Unfair Labour Practices: Trade Union Recognition and Employer Resistance
By Keith Ewing, Sian Moore and Stephen Wood
Published in October 2003
On 6th June 2000 a new statutory recognition procedure came into force. The stated aim of the legislation was to ensure that where a trade union has the support of more than 50 per cent of the workforce, it should be recognised by the employer. Three years on, the Institute of Employment Rights has analysed the case-work of the Central Arbitration Committee – the body overseeing the procedure – and examined the extent to which the procedure has delivered on the recognition promise.

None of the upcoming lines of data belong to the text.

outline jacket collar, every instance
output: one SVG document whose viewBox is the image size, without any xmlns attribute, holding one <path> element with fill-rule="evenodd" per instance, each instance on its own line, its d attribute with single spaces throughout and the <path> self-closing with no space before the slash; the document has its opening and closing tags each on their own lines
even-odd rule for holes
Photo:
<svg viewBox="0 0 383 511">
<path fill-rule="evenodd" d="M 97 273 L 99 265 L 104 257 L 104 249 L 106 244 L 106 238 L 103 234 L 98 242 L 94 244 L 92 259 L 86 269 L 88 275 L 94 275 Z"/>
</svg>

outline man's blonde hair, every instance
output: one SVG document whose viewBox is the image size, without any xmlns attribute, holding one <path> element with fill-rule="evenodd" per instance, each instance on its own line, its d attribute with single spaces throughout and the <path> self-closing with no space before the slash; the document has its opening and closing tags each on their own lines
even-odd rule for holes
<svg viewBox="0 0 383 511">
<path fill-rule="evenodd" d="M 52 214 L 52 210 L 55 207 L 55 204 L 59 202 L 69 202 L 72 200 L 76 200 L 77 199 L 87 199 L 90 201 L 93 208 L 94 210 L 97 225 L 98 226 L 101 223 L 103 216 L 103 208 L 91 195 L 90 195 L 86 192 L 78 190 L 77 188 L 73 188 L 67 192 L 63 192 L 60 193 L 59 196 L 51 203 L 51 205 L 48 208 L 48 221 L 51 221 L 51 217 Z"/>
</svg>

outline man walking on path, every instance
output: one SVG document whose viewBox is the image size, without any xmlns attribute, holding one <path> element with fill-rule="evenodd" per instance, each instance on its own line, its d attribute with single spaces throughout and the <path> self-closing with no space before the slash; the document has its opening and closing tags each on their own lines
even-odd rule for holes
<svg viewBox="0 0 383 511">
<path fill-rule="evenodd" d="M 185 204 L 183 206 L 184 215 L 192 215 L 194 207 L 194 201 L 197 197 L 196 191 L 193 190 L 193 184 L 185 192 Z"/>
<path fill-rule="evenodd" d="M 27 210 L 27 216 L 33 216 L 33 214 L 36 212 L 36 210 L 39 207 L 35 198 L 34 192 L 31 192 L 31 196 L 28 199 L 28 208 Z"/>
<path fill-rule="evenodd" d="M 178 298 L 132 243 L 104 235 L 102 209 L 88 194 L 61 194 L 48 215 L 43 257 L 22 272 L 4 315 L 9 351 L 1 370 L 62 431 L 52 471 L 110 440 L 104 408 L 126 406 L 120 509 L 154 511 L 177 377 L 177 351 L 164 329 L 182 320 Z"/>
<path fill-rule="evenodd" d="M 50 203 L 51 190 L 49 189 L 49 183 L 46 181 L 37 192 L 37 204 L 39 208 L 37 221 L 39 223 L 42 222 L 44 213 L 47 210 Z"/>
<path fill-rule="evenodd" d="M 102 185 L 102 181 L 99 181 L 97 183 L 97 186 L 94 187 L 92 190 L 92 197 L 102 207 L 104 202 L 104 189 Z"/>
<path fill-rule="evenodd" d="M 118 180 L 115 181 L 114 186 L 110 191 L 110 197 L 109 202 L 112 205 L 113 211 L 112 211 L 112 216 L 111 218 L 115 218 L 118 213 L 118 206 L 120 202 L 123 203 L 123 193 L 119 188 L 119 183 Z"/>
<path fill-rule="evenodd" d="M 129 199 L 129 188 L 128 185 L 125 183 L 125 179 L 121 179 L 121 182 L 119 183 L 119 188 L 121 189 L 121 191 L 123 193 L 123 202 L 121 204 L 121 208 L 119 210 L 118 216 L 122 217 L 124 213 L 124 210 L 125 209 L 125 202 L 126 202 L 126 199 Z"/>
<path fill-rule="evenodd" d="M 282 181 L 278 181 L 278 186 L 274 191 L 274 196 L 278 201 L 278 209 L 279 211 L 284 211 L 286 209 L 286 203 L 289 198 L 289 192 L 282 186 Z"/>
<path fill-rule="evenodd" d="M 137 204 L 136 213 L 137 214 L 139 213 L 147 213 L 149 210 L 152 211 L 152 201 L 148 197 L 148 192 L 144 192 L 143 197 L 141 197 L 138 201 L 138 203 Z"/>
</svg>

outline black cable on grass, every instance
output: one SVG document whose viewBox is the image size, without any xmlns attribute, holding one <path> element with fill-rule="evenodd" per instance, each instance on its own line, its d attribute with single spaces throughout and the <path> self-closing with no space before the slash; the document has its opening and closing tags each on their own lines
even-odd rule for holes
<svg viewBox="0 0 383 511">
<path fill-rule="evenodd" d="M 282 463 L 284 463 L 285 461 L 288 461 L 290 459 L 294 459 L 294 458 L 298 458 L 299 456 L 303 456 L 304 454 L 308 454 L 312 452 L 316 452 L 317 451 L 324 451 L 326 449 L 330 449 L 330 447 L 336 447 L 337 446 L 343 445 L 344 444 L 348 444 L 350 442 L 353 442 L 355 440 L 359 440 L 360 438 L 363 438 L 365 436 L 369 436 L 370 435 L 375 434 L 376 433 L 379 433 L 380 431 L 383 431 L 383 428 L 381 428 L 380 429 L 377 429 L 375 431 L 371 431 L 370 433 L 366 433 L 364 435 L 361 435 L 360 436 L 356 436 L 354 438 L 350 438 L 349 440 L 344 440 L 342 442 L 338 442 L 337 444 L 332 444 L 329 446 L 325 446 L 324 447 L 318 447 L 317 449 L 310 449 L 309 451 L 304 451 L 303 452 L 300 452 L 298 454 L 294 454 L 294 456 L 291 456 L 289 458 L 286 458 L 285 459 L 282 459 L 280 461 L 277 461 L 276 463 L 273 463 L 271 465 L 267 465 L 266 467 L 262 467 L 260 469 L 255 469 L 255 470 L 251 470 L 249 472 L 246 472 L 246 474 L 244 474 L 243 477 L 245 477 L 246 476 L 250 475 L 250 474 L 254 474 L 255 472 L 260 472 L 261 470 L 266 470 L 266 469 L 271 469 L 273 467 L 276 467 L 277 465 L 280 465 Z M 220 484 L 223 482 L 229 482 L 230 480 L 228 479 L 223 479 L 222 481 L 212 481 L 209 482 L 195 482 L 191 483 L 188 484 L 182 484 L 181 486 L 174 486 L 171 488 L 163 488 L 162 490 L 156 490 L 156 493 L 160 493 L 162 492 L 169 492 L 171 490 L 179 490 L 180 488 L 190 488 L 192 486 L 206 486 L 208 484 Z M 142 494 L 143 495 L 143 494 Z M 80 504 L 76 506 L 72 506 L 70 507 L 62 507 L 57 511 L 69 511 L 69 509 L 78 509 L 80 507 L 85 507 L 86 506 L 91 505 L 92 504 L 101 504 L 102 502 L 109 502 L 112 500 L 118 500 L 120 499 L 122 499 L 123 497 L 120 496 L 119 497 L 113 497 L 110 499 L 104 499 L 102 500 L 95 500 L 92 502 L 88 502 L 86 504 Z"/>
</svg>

The report begins by outlining in some detail how the statutory recognition procedure operates and highlights the degree to which unions have been successful in winning recognition claims in the first three years. But the authors also raise concerns about the anti-union strategies used by employers to prevent unionisation. After detailing examples of such strategies, the authors warn that the changes to procedure expected to be made following the government’s Review of the Employment Relations Act are not radical enough to ensure that the recognition promise is delivered in the future.
The report ends with a series of policy recommendations, the main one being that an Unfair Labour Practices Clause should be added to the legislation to protect against employer interference in union recruitment and organising activities. This is a timely, authoritative and useful insight into the lessons to be learnt from the first three years of the statutory recognition procedures.